CIAのベテラン工作員。アジア諸言語に堪能なため、過去20年間、アジアでの工作活動に従事してきた。眠りが浅いと、自分が殺害してきた多くの人間が夢に現れるので、睡眠薬が手放せない。

田之上カスミ(霊魂)

田之上ミツキの妹。

ミツキと同時に人間兵器に改造される途中で、死亡する。

しかし、その魂がミツキに受け継がれ、ミツキと二人きりの時に、話しかけてくる。

ミツキが忘れてしまった出来事、ミツキが気づいていないミツキの心の葛藤に気づいている。

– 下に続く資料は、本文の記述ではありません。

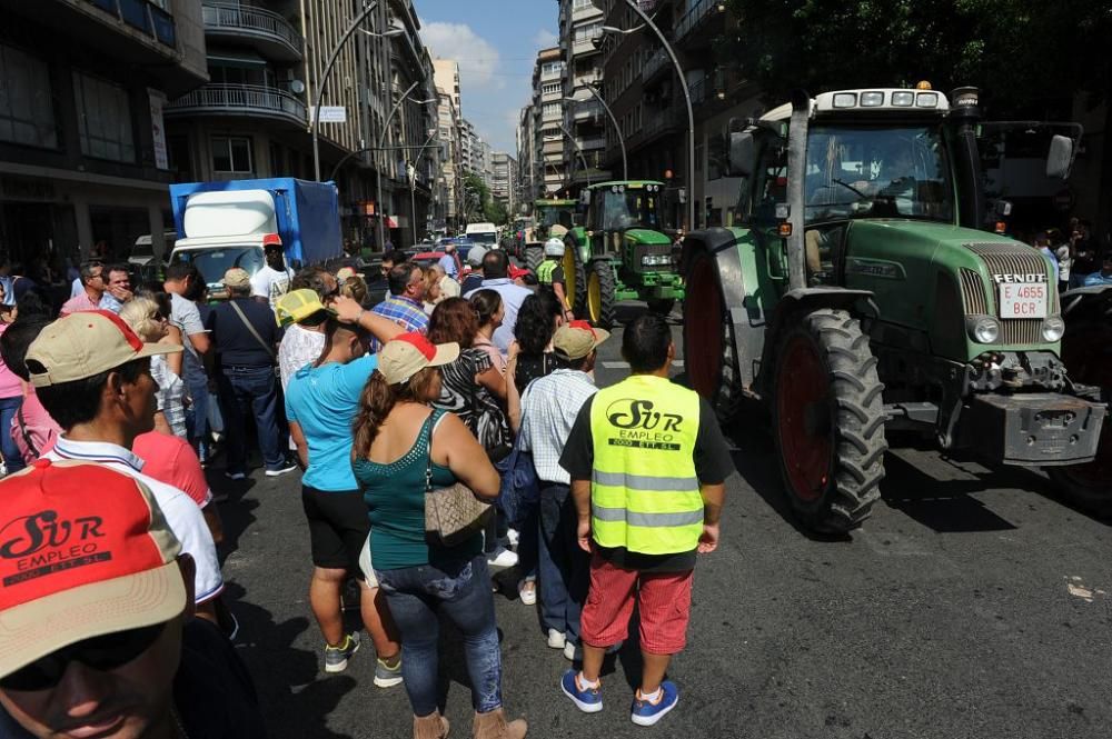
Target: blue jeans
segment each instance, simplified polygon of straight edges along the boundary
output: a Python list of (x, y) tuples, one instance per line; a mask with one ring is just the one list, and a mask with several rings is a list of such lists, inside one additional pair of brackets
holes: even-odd
[(566, 485), (540, 482), (537, 588), (540, 622), (579, 643), (579, 615), (590, 582), (590, 555), (579, 549), (578, 516)]
[(502, 652), (494, 620), (494, 593), (486, 557), (454, 565), (375, 570), (401, 633), (401, 677), (414, 716), (437, 709), (439, 615), (464, 637), (471, 706), (479, 713), (502, 707)]
[(247, 471), (247, 418), (255, 427), (268, 470), (281, 469), (286, 451), (278, 433), (278, 380), (269, 367), (225, 367), (217, 380), (224, 431), (228, 437), (228, 471)]
[(23, 396), (0, 398), (0, 455), (3, 455), (8, 473), (18, 472), (24, 467), (23, 456), (19, 453), (16, 440), (11, 438), (11, 419), (16, 418), (19, 407), (23, 405)]

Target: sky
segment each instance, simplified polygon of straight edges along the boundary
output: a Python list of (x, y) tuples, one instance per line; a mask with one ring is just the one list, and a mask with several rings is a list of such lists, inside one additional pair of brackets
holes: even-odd
[(556, 0), (414, 0), (434, 59), (459, 63), (459, 96), (495, 151), (517, 157), (517, 118), (533, 93), (537, 51), (556, 46)]

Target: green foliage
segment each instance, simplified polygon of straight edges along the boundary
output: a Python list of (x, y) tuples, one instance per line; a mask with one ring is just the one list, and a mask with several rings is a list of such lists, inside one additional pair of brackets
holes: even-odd
[(972, 84), (997, 108), (1112, 87), (1112, 0), (731, 0), (716, 46), (774, 100), (794, 88)]

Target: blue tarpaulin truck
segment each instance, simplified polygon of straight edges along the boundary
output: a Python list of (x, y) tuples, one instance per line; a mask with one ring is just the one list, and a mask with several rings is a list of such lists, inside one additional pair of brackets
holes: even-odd
[(332, 182), (291, 177), (170, 186), (178, 240), (170, 261), (192, 262), (214, 292), (231, 267), (255, 274), (274, 233), (294, 269), (342, 254), (339, 199)]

ミツキを深く愛している一方で、クールでニヒルな一面を備えている。

川野メグミ(年齢不詳)

フリースクールの高学年生徒に英語と数学を教えているボランティアの大学院生。

実は、アオイとミツキを監視するために送り込まれたCIA工作員。

カレン・ブラックマン(35歳、独身、離婚歴あり)

アメリカ国防総省の科学者。

山科アカネ逃亡事件の責任を問われて失脚したレノックス慧子に代わって、人間兵器開発チームのリーダーになる。

バランスの取れた組織人で、感情に流されることはない。人間として許せないと感じることでも、組織の決定には従う。

レノックス・慧子を尊敬しているが、目の上のタンコブとも感じている。

エル・リケルメ(おそらく偽名。年齢、国籍不明)

国際的な武器商人。

暗殺用人間兵器を、ブラックマーケットで売って、巨万の富を得ようとしている。

しかし、実態は、金の亡者というより、ニヒリストの変種。